En el episodio de Jesús a los doce años se registran también sus primeras palabras: «¿Por qué me buscabais? ¿No sabíais que yo debía estar en las cosas de mi Padre? (2, 49). Después de tres días de búsqueda, sus padres lo encontraron en el templo sentado entre los doctores en el templo mientras los escuchaba y los interrogaba (cf. 2, 46). A su pregunta sobre por qué había hecho esto a su padre y a su madre, él responde que hizo sólo cuánto debe hacer como Hijo, es decir, estar junto al Padre. De este modo él indica quién es su verdadero Padre, cuál es su verdadera casa, que él no había hecho nada extraño, que no había desobedecido. Permaneció donde debe estar el Hijo, es decir, junto a su Padre, y destacó quién es su Padre. La palabra «Padre» domina el acento de esta respuesta y aparece todo el misterio cristológico. Esta palabra abre, por lo tanto, el misterio, es la llave para el misterio de Cristo, que es el Hijo, y abre también la llave para nuestro misterio de cristianos, que somos hijos en el Hijo. Al mismo tiempo, Jesús nos enseña cómo ser hijos, precisamente estando con el Padre en la oración. El misterio cristológico, el misterio de la existencia cristiana está íntimamente unido, fundado en la oración. Jesús enseñará un día a sus discípulos a rezar, diciéndoles: cuando oréis decid «Padre». Y, naturalmente, no lo digáis sólo de palabra, decidlo con vuestra vida, aprended cada vez más a decir «Padre» con vuestra vida; y así seréis verdaderos hijos en el Hijo, verdaderos cristianos.
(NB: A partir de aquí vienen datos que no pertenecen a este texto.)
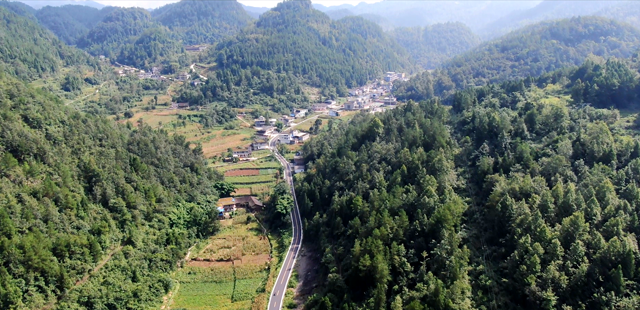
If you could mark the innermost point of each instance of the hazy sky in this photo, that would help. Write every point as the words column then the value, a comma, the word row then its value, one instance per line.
column 261, row 3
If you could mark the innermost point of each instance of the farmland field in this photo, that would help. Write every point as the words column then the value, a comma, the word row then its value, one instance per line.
column 230, row 272
column 264, row 178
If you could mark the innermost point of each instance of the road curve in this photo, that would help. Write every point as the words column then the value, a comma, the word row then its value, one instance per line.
column 280, row 287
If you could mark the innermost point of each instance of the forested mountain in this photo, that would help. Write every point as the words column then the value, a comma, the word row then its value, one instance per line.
column 153, row 46
column 628, row 11
column 475, row 14
column 433, row 45
column 253, row 11
column 114, row 30
column 295, row 38
column 198, row 22
column 76, row 187
column 546, row 10
column 30, row 51
column 19, row 8
column 69, row 22
column 39, row 4
column 513, row 199
column 532, row 51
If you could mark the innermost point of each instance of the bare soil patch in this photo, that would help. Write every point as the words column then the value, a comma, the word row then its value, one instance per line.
column 206, row 264
column 242, row 173
column 307, row 276
column 242, row 192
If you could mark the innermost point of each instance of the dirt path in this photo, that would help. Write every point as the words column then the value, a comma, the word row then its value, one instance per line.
column 240, row 118
column 91, row 94
column 97, row 268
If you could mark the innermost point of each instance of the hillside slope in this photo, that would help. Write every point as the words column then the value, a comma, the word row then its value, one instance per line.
column 29, row 51
column 117, row 28
column 532, row 51
column 199, row 22
column 295, row 38
column 433, row 45
column 76, row 187
column 69, row 22
column 514, row 198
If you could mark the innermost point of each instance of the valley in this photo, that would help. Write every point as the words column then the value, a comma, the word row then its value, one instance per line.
column 434, row 155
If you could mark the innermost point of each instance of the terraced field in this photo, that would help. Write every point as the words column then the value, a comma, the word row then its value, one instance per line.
column 230, row 273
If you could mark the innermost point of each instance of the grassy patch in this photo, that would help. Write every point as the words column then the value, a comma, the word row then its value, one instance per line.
column 230, row 272
column 265, row 178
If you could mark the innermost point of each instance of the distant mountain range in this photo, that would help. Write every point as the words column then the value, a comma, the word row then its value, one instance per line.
column 38, row 4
Aquí, cuando Jesús está todavía plenamente insertado en la vida la Familia de Nazaret, es importante notar la resonancia que puede haber tenido en el corazón de María y de José escuchar de labios de Jesús la palabra «Padre», y revelar, poner de relieve quién es el Padre, y escuchar de sus labios esta palabra con la consciencia del Hijo Unigénito, que precisamente por esto quiso permanecer durante tres días en el templo, que es la «casa del Padre». Desde entonces, podemos imaginar, la vida en la Sagrada Familia se vio aún más colmada de un clima de oración, porque del corazón de Jesús todavía niño —y luego adolescente y joven— no cesará ya de difundirse y de reflejarse en el corazón de María y de José este sentido profundo de la relación con Dios Padre. Este episodio nos muestra la verdadera situación, el clima de estar con el Padre. De este modo, la Familia de Nazaret es el primer modelo de la Iglesia donde, en torno a la presencia de Jesús y gracias a su mediación, todos viven la relación filial con Dios Padre, que transforma también las relaciones interpersonales, humanas.
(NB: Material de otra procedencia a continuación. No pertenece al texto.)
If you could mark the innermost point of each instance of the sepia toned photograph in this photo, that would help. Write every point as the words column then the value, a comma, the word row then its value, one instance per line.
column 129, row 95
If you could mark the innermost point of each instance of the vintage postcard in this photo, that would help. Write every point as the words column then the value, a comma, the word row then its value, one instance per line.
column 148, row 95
Queridos amigos, por estos diversos aspectos que, a la luz del Evangelio, he señalado brevemente, la Sagrada Familia es icono de la Iglesia doméstica, llamada a rezar unida. La familia es Iglesia doméstica y debe ser la primera escuela de oración. En la familia, los niños, desde la más temprana edad, pueden aprender a percibir el sentido de Dios, gracias a la enseñanza y el ejemplo de sus padres: vivir en un clima marcado por la presencia de Dios. Una educación auténticamente cristiana no puede prescindir de la experiencia de la oración. Si no se aprende a rezar en la familia, luego será difícil colmar ese vacío. Y, por lo tanto, quiero dirigiros la invitación a redescubrir la belleza de rezar juntos como familia en la escuela de la Sagrada Familia de Nazaret. Y así llegar a ser realmente un solo corazón y una sola alma, una verdadera familia. Gracias.